- Wednesday, April 3, 2019

Six months have elapsed since Jamal Khashoggi, the Saudi newspaper columnist and blogger, went missing. He is widely believed to have been murdered by agents working for someone high inside the Saudi government who found his criticism of the Riyadh regime and the royal family intolerable. Without a body — his body is thought to have been dismembered and the body parts scattered around Istanbul — it’s hard to say.

The Saudi government, which nobody believes, says he died “in a fist fight” during his abduction him inside the Saudi consulate in Istanbul, and the Saudi government is apparently paying compensation to his family members. But in the Middle East it’s hard to be sure of anything.

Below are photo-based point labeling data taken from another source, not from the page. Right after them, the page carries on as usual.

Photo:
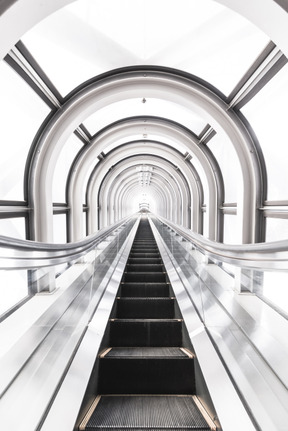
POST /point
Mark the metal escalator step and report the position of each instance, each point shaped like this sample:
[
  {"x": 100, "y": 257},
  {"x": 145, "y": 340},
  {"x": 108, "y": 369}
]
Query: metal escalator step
[
  {"x": 158, "y": 412},
  {"x": 147, "y": 352},
  {"x": 148, "y": 277},
  {"x": 144, "y": 255},
  {"x": 143, "y": 267},
  {"x": 146, "y": 332},
  {"x": 145, "y": 308},
  {"x": 144, "y": 289},
  {"x": 146, "y": 375},
  {"x": 144, "y": 260}
]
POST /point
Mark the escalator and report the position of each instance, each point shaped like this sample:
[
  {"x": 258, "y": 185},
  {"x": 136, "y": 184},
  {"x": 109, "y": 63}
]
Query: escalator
[{"x": 144, "y": 377}]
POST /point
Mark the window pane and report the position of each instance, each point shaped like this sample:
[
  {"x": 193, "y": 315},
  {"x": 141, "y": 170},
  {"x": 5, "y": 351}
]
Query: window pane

What is clear is that the murder had a dramatic impact in Washington, with partisans on both the left and the right hitting hard against the Trump White House refusal to condemn the Saudis for the crime. Parsing events now, with the advantage of the passage of time, it’s clear that the U.S. government did not want to offend lest it wreck Jared Kushner’s effort to promote Saudi Arabia as a regional power to both guarantee the security of Israel and to check the expansion schemes of the Turks and, more importantly, of Iran.

The desire not to offend the king or his son, Crown Prince Mohammed bin Salman, is in a way understandable. Governments are interested in what works and moral concerns about right and wrong usually get short shrift. Not only is the prince the heir apparent and the person believed to be calling the shots in Riyadh, but he is the man directly or indirectly responsible for putting into motion the events that led to Mr. Khashoggi’s death. A public rebuke from the president of the United States might eliminate the progress toward legitimate U.S. national security objectives.

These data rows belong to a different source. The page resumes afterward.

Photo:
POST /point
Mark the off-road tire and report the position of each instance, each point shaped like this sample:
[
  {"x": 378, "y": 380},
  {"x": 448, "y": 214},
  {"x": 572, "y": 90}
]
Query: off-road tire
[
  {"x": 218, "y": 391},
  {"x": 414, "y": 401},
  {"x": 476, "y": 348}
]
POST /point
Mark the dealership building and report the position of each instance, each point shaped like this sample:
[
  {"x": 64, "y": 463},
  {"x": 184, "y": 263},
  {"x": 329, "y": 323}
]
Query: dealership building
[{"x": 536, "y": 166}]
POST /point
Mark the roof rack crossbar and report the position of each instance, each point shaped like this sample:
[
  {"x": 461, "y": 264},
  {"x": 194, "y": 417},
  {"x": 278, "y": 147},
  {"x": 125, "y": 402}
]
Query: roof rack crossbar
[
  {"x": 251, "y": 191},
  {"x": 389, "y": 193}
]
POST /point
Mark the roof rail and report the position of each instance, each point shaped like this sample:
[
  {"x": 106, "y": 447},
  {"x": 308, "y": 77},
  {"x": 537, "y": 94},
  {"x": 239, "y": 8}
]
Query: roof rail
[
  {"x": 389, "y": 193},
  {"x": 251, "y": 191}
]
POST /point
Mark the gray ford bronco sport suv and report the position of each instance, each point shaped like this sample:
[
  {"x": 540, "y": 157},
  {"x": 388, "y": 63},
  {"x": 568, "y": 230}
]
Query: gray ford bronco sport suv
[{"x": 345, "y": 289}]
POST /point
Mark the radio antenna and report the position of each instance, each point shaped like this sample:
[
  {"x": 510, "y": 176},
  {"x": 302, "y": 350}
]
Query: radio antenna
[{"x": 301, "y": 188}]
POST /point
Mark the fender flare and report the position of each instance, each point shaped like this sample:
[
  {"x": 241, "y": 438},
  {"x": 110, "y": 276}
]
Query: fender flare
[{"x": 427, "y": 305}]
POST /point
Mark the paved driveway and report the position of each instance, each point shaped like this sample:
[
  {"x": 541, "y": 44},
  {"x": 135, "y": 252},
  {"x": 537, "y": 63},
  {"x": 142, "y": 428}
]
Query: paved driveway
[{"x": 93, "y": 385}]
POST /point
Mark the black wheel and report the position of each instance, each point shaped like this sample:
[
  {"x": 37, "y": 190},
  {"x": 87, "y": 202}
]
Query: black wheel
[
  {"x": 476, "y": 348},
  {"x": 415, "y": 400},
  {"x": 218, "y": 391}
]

But the prince and/or his agents can’t be allowed to beat the public relations rap. Perhaps justice, as justice is measured in the Islamic world, has been served through back channels. It’s hard to be sure. One thing that has happened is the appointment of a new Saudi ambassador to Washington, but it’s not clear whether she represents meaningful change.

Reema bin Bandar is the daughter of Prince Bandar bin Sultan, himself a former Saudi ambassador to the United States. Her appointment was no doubt meant to show loosening of the tight restrictions on daily life in the kingdom, though the impression persists that she was appointed mostly because she’s a member of the family firm, the family firm being Saudi Arabia.

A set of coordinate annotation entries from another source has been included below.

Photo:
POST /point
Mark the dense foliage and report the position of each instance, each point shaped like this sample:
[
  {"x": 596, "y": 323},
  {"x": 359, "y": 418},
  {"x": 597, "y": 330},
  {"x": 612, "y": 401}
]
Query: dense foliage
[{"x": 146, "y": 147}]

Her experience, such as it is, is thin. She has no diplomatic training and has not served previously in any diplomatic post — something of a departure from the usual as Saudi diplomats must first serve in lesser posts before they become ambassadors. Her appointment gives the appearance the Saudis are serious about loosening particular restrictions on women, as the government has promised. Women in the kingdom can now drive an automobile, for one celebrated example. But Saudi law still considers women to be subservient to men, whose approval women need for most of what they want to do.

The new ambassador is a beneficiary of her father’s wealth. He once gave her a $6.5 million house in McLean, just outside Washington. He arranged her marriage to a cousin, Faisal bin Turki bin Nasser, who was Prince Bandar’s partner in an aerospace company.

If the requirements of Saudi law hold, she as a single mother still needs the written permission of her father to accept the job and to travel to Washington. She will be required by Saudi law to have a male guardian with her at the embassy, as for example female Saudi students outside Saudi Arabia are required to do. The law is rigidly enforced.

The relationship between the United States and Saudi Arabia is a curious one. Both countries need each other while neither has the interests of the other in mind. It would be foolish for whoever wields the power now in Riyadh to think Americans can be persuaded that the considerable abuse of women in Saudi Arabia will be eliminated by the appointment a daughter of the ruling family as the ambassador to the United States. Nor will such an appointment paper over the concerns many still have about the ghastly details of Mr. Khashoggi’s death, and who was responsible for it. There are many questions still to be answered before the U.S.-Saudi relationship can fully prosper.